1. Field of the Invention
This invention relates to a method for controlling a reproduction process, and in particular, to a method for controlling an electrophotographic copying process thereby allowing to maintain the copying characteristics at constant in spite of occurrence of changes in operating conditions.
2. Description of the Prior Art
In an electrophotographic copying process, use is usually made of a photosensitive member comprised of a photoconductive material which changes its characteristics depending upon temperature. One of the main temperature depending characteristics is the so-called gamma characteristic which relates to the potential of an electrostatic latent image formed on the photosensitive member. Such changes in the gamma characteristic are undesirable because they will adversely affect the quality of a resulting copy image. In general, the temperature inside a copying machine increases as the copying machine is used for an extended period of time. For example, in a cold district, such a temperature increase inside a copying machine is often found to range between 20.degree. and 30.degree. C. Accordingly, the temperature of the photosensitive member also increases by 20.degree.-30.degree. C. Under the circumstances, it is necessary to control a copying process suitably so as to allow to obtain copy images of uniform and excellent quality despite of temperature changes in the photosensitive member.

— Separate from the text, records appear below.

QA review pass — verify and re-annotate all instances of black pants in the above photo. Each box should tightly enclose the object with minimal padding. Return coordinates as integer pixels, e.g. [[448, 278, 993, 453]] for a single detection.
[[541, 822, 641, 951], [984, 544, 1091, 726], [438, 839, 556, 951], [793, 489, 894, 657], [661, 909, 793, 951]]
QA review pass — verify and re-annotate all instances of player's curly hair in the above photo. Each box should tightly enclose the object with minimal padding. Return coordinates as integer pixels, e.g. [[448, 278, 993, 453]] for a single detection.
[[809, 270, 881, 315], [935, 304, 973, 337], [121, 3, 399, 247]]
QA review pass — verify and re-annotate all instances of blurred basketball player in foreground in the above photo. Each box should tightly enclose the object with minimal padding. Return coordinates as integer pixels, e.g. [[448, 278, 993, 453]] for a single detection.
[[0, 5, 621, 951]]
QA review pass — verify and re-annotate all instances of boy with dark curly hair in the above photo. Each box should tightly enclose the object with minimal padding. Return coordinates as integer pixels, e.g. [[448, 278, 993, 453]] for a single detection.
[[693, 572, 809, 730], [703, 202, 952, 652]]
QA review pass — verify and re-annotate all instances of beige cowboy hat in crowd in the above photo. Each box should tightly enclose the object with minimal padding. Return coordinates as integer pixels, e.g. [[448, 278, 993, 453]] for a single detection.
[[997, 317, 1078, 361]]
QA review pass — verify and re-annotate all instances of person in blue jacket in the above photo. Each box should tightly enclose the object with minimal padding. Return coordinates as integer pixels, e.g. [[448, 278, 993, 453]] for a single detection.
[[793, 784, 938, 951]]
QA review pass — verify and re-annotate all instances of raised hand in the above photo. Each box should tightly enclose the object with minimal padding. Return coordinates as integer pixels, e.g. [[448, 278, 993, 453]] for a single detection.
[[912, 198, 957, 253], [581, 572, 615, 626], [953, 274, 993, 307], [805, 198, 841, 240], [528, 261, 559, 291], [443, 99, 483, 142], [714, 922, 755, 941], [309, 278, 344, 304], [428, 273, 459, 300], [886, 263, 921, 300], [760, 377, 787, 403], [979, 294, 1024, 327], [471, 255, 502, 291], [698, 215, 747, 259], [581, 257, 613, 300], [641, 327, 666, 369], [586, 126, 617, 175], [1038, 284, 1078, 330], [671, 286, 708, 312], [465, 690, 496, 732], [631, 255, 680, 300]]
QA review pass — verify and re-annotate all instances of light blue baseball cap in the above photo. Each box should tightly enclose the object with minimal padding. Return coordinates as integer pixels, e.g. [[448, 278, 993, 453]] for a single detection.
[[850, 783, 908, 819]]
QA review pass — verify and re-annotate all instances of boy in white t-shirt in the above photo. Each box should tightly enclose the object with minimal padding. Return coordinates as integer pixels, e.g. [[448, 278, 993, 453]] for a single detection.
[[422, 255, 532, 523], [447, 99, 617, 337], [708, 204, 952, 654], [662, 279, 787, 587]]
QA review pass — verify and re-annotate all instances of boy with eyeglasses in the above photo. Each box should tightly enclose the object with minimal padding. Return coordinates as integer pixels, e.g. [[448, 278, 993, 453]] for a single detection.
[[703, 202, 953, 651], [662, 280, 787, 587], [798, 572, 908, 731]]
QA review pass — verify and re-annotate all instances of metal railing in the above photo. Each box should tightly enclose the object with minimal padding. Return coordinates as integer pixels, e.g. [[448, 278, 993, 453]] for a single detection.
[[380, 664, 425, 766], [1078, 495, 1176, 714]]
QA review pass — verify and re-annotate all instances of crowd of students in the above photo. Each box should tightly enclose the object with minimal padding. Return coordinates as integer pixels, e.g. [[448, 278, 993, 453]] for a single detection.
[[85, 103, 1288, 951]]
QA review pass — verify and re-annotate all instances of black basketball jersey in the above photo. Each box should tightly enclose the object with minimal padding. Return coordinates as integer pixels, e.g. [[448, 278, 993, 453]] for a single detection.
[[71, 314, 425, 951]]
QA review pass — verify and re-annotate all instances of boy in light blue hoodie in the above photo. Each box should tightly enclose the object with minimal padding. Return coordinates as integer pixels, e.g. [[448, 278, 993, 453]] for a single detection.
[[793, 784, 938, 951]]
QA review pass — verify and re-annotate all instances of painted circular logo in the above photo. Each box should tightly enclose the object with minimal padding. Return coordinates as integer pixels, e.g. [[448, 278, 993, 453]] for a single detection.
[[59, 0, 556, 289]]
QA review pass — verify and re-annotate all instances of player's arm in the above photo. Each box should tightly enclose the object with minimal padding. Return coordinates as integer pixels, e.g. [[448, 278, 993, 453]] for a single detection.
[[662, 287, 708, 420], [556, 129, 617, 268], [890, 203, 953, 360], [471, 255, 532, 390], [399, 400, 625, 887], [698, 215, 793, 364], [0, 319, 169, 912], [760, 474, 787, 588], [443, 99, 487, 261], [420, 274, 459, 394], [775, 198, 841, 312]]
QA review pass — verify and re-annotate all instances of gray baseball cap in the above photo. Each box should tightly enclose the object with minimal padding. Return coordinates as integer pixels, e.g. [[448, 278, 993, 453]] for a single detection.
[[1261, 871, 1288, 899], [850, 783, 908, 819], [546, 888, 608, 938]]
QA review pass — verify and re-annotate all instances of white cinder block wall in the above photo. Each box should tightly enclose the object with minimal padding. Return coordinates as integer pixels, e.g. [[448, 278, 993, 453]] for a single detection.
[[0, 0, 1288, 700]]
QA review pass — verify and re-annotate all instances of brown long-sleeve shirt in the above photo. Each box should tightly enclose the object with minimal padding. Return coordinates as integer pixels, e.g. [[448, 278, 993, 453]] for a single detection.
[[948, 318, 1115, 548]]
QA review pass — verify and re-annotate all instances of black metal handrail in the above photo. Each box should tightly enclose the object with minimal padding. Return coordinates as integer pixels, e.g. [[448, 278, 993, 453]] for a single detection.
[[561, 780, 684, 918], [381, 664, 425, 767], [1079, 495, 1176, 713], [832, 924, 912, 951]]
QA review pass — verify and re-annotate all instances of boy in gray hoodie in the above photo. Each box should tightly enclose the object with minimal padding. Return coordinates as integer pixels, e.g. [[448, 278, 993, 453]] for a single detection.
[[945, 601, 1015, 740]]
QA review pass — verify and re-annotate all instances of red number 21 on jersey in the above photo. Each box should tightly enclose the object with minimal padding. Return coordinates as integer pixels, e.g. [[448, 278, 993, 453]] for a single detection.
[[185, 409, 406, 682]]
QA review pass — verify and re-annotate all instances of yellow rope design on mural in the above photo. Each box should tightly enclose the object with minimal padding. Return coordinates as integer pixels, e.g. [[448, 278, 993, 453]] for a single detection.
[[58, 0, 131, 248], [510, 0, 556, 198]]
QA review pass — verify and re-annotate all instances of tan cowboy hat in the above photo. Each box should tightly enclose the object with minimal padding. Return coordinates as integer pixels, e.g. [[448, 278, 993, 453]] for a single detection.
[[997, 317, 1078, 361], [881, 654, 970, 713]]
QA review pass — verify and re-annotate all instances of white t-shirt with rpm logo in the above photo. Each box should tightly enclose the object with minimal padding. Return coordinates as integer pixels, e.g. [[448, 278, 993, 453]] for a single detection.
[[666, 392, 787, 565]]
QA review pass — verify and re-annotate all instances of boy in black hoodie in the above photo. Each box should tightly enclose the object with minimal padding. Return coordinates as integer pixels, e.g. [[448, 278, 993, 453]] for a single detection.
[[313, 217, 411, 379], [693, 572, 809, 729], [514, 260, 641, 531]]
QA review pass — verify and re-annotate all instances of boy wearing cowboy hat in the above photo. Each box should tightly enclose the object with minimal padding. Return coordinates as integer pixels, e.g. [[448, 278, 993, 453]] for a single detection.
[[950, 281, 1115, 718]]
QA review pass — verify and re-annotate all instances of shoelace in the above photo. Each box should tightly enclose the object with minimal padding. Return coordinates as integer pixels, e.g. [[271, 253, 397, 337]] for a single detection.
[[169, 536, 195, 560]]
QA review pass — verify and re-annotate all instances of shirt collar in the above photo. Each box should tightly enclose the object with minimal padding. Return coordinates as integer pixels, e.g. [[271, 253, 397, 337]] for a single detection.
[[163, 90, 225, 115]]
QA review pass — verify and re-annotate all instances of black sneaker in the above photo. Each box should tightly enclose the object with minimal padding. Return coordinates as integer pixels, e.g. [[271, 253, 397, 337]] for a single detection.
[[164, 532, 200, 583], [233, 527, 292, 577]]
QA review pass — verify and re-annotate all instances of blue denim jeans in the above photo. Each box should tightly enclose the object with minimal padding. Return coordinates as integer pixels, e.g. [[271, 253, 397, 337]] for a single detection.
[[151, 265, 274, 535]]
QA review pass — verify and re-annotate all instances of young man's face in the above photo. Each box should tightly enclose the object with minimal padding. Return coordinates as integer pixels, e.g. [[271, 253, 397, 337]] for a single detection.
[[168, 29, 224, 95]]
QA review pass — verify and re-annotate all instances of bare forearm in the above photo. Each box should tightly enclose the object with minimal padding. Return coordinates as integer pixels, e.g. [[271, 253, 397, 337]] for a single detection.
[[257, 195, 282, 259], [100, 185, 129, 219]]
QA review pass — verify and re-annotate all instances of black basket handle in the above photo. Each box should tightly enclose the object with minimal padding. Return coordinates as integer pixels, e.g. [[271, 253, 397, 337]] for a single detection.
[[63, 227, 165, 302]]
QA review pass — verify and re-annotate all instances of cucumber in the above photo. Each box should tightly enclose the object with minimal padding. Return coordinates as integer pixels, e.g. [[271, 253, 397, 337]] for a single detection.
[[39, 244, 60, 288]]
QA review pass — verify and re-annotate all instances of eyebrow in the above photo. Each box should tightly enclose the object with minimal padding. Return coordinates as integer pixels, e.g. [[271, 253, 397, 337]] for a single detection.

In accordance with a typical prior art copying process control method, a reference temperature is determined from a photosensitive member to be used and at the same time reference operating conditions for process variables such as the amount of uniform charging, the amount of exposure and the level of developing bias voltage are predetermined in consideration of the reference temperature. One or more of such process variables are selected and the thus selected process variables are varied depending upon the difference between the current temperature of the photosensitive member and the reference temperature by detecting the temperature of the photosensitive member. However, such a prior art approach is not always satisfactory partly because the process variables to be changed depending upon temperature changes of the photosensitive member are fixed and temperature-dependent characteristic changes of a photosensitive member involve a rather complicated mechanism.